GEO Detector — AI Recommendation Integrity Checker

Detects whether AI-recommended products or websites are genuinely high-quality or artificially boosted through GEO (Generative Engine Optimization) techniques. Reverse-engineers known GEO methods to produce a GEO Manipulation Score.

What This Skill Does

When AI engines (ChatGPT, Perplexity, Google AI Overview, Claude, Copilot) recommend products or websites, their recommendations may be influenced by GEO-optimized content rather than genuine product quality. This skill analyzes the recommended content and scores the likelihood of GEO manipulation across 6 detection dimensions.

This skill does NOT:

Determine product quality directly (it detects manipulation signals, not quality)
Replace human judgment (it provides data for informed decisions)
Access proprietary ranking algorithms (it analyzes publicly visible signals)

Quick Start

AI推荐了这个洗衣液，帮我验一下：[product name or URL]
Verify this AI recommendation: [product URL]
这个网站为什么总被AI推荐？https://example.com
Check if this product is GEO-manipulated: [brand name]
ChatGPT推荐了这些产品，帮我看看哪个是真的好：[product list]

Architecture: Engine + Knowledge Separation

This skill separates detection logic (this file) from detection knowledge (references/):

SKILL.md                          ← Engine (stable logic)
references/
├── knowledge-manifest.md         ← Knowledge version control
├── knowledge-sources.md          ← 📡 Multi-tier source framework (update intelligence)
├── geo-fingerprints.md           ← 🔄 GEO signal fingerprint library
├── detection-rubric.md           ← 🔄 6-dimension scoring rubric
├── scoring-weights.md            ← 🔄 Product/Website weight profiles
├── platform-signals.md           ← 🔄 AI platform citation preferences
├── cross-validation.md           ← Cross-validation suggestion templates
└── update-protocol.md            ← Knowledge update SOP (multi-source)
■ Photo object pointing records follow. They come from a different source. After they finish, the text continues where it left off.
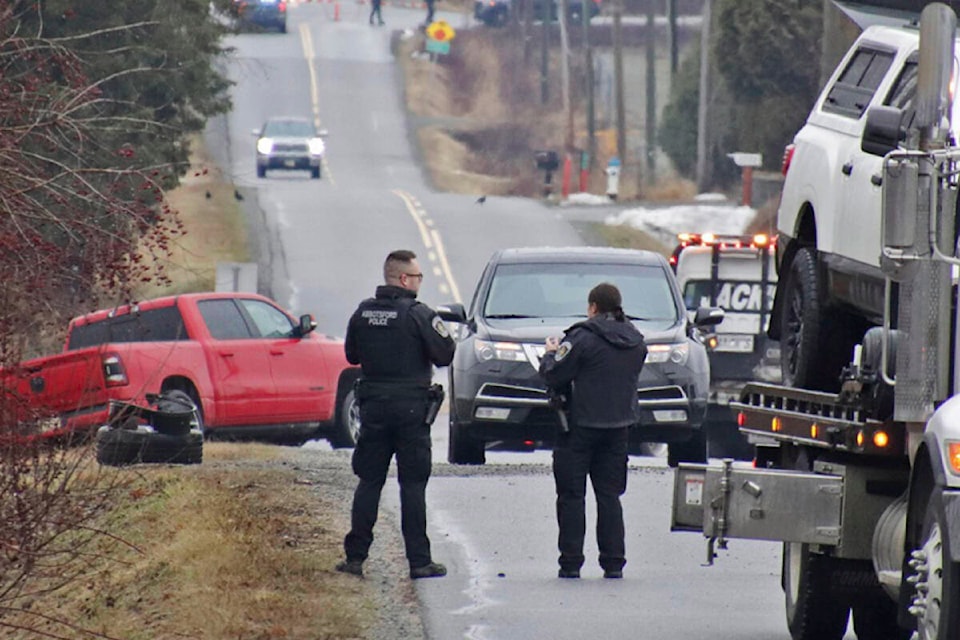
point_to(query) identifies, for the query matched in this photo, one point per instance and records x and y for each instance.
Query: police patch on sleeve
(440, 327)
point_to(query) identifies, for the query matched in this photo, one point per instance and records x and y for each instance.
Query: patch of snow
(665, 223)
(710, 197)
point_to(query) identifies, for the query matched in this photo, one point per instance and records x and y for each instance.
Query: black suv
(496, 13)
(525, 295)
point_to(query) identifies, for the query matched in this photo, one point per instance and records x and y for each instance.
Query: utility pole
(545, 54)
(565, 74)
(527, 30)
(704, 100)
(588, 89)
(651, 94)
(672, 37)
(618, 81)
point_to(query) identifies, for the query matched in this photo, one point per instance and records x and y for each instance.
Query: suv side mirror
(453, 312)
(883, 131)
(708, 316)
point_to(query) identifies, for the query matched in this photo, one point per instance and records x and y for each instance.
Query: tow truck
(862, 486)
(734, 273)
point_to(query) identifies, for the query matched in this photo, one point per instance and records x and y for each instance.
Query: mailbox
(547, 160)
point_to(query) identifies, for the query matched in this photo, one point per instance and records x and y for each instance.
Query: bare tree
(78, 222)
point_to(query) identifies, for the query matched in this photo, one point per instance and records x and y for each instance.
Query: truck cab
(828, 254)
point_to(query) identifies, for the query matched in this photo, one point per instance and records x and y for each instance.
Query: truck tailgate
(54, 385)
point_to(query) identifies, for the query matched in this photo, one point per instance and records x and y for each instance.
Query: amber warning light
(953, 455)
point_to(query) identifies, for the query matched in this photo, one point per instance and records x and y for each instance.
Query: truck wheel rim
(930, 586)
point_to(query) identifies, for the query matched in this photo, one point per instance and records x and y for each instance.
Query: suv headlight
(676, 353)
(510, 351)
(265, 145)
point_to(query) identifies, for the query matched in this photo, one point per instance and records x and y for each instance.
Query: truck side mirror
(708, 316)
(307, 325)
(883, 131)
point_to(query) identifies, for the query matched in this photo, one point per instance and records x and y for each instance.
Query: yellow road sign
(441, 31)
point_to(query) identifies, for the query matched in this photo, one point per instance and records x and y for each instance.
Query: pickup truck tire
(938, 608)
(813, 611)
(463, 448)
(347, 429)
(693, 450)
(815, 341)
(119, 447)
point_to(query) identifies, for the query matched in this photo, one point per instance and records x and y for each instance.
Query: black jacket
(596, 366)
(396, 339)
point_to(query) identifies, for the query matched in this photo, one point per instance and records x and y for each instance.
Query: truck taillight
(113, 372)
(787, 157)
(953, 456)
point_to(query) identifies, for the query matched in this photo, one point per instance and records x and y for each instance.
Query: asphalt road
(320, 246)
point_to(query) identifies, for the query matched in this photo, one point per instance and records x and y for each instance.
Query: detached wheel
(463, 448)
(936, 598)
(693, 450)
(813, 612)
(120, 447)
(347, 429)
(816, 341)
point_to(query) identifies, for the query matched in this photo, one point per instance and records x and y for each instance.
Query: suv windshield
(288, 129)
(539, 290)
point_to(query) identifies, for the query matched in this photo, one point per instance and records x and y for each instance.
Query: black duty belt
(370, 388)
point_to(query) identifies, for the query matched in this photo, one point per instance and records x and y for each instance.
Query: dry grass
(626, 237)
(223, 550)
(214, 228)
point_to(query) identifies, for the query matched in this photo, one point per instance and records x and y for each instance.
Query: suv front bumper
(517, 409)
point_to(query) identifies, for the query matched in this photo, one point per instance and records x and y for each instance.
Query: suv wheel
(463, 448)
(347, 428)
(816, 340)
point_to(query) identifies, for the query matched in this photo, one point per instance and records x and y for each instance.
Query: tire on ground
(813, 612)
(119, 447)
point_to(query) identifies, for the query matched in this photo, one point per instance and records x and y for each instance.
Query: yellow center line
(431, 240)
(307, 43)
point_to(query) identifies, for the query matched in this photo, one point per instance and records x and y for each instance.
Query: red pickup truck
(254, 371)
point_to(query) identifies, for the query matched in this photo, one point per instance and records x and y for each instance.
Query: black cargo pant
(387, 428)
(601, 454)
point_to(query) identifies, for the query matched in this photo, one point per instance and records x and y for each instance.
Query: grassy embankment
(240, 547)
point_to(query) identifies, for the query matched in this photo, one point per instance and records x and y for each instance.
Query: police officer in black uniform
(595, 368)
(396, 340)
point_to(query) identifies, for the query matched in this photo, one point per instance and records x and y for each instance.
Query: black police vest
(389, 342)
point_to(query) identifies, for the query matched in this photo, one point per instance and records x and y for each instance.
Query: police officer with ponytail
(396, 340)
(595, 367)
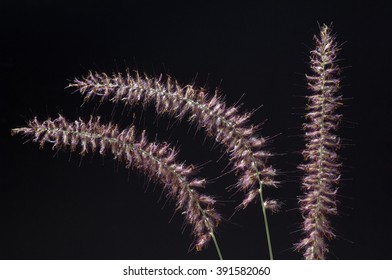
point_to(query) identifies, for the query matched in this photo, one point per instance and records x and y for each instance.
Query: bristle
(321, 167)
(157, 161)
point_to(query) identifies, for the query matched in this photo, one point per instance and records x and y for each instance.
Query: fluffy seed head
(156, 160)
(321, 166)
(222, 122)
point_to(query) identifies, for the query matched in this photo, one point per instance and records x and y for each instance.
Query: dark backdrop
(59, 206)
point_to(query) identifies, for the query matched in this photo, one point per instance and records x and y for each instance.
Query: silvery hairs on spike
(155, 160)
(225, 124)
(321, 166)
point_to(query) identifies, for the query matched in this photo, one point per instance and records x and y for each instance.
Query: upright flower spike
(224, 123)
(321, 166)
(155, 160)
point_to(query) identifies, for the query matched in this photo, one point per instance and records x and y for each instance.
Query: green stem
(265, 220)
(216, 245)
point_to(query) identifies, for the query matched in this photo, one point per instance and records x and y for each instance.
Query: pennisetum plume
(224, 123)
(321, 166)
(156, 160)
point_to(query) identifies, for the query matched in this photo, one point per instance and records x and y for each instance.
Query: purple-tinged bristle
(155, 160)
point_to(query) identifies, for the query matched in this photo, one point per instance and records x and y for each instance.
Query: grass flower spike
(225, 124)
(155, 160)
(321, 167)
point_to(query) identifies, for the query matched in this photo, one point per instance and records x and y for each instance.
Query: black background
(57, 206)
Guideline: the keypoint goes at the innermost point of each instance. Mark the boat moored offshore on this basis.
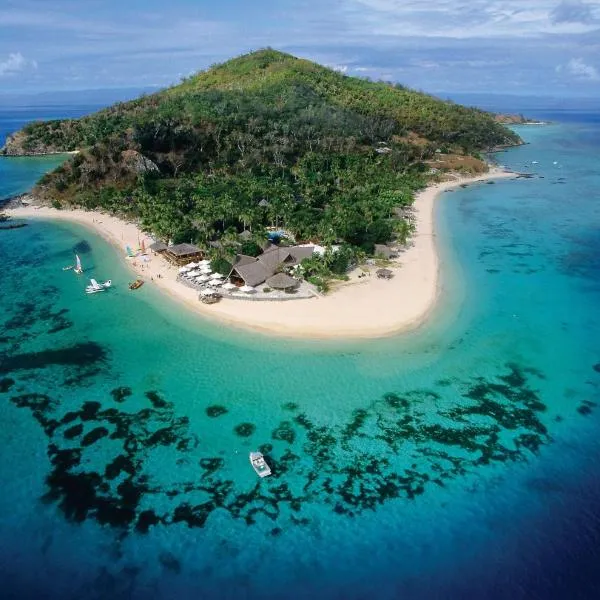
(257, 460)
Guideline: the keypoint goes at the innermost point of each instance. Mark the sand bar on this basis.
(361, 308)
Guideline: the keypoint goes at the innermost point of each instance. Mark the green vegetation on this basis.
(263, 140)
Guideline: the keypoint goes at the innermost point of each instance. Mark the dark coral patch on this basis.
(120, 464)
(401, 454)
(211, 465)
(157, 401)
(79, 355)
(93, 436)
(73, 432)
(89, 411)
(120, 394)
(216, 411)
(284, 432)
(147, 519)
(585, 408)
(169, 562)
(245, 429)
(265, 448)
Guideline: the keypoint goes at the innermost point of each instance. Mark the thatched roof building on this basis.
(251, 274)
(158, 247)
(282, 281)
(384, 273)
(182, 253)
(384, 251)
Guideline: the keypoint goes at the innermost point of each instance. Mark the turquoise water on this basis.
(456, 461)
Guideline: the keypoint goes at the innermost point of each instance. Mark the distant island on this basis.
(508, 119)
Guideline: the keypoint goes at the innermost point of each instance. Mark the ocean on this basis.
(455, 461)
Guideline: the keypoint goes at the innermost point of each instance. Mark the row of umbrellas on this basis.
(214, 280)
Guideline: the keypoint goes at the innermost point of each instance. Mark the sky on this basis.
(527, 47)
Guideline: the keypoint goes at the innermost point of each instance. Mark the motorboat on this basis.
(95, 287)
(134, 285)
(78, 268)
(257, 460)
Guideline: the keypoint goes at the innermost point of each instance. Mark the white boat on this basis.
(78, 268)
(95, 287)
(258, 463)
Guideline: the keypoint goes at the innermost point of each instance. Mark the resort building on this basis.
(251, 271)
(181, 254)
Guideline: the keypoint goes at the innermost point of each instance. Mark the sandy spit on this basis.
(361, 308)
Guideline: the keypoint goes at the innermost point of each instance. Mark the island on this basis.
(288, 179)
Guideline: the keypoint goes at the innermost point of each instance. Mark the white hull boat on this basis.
(96, 287)
(78, 268)
(257, 460)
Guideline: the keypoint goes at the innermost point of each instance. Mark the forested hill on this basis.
(262, 137)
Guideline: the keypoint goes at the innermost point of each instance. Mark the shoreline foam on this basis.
(361, 308)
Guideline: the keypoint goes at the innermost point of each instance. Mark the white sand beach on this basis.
(361, 308)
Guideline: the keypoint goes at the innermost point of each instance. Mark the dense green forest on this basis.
(263, 139)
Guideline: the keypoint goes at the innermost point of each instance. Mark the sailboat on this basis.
(78, 268)
(95, 287)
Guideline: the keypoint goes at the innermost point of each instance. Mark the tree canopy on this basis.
(265, 139)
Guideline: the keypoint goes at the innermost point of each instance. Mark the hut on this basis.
(282, 281)
(384, 273)
(181, 254)
(251, 274)
(286, 256)
(384, 251)
(158, 247)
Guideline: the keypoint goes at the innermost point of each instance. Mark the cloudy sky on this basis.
(545, 47)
Files marked 🔄 are hot-swappable knowledge modules — they can be updated independently without changing the engine logic. Each module carries its own version in the YAML frontmatter.

Knowledge independence: This SKILL does not depend on any upstream GEO/SEO project for its maintenance. All knowledge updates are sourced autonomously via a 4-tier public source hierarchy (academic → industry → community → empirical) with mandatory cross-validation. See references/knowledge-sources.md for details.

Detection Workflow

Step 0: Identify Target Type

Determine whether the user is asking about a product or a website:

Product mode: AI recommended a specific product (e.g., a laundry detergent, a robot vacuum, a snack brand). Focus on product page content, seller authority signals, and review manipulation.
Website mode: AI recommended or frequently cites a specific website. Focus on technical GEO signals, schema over-engineering, and crawler friendliness.

If ambiguous, ask the user:

"Would you like me to analyze this as a product recommendation or a website/platform recommendation?"

Step 1: Gather Target Content

If URL provided:

Fetch the page content using WebFetch
Extract: page text, meta tags, schema markup (JSON-LD), heading structure, robots.txt (website mode)

If product name/brand provided (no URL):

Search for the product's primary sales/marketing page
Search for the product on major platforms (Amazon, JD, official site)
Use the most GEO-relevant page (usually official product page or top-ranking content page)

If multiple products:

Process each product sequentially
Output a comparison table at the end

Step 2: Execute 6-Dimension Scan

Load the detection knowledge from references/:

Load: references/geo-fingerprints.md    → Signal definitions & thresholds
Load: references/detection-rubric.md    → Scoring criteria per dimension
Load: references/scoring-weights.md     → Weight profile (product vs website)
Load: references/platform-signals.md    → Platform-specific signal patterns

Run each dimension scan in order:

Dimension 1: Citation & Statistics Density Anomaly

Detect abnormal density of citations and statistical data — the top 2 GEO methods (Citation +40%, Statistics +37%).

Scan for:

Citation count per 500 words vs. natural baseline
Relevance of cited sources to the actual product/topic
Statistical data density and whether stats support claims or are decorative
Self-citation or circular citation patterns

Dimension 2: Schema & Structure Over-engineering

Detect excessive structured markup designed for AI extraction rather than user experience.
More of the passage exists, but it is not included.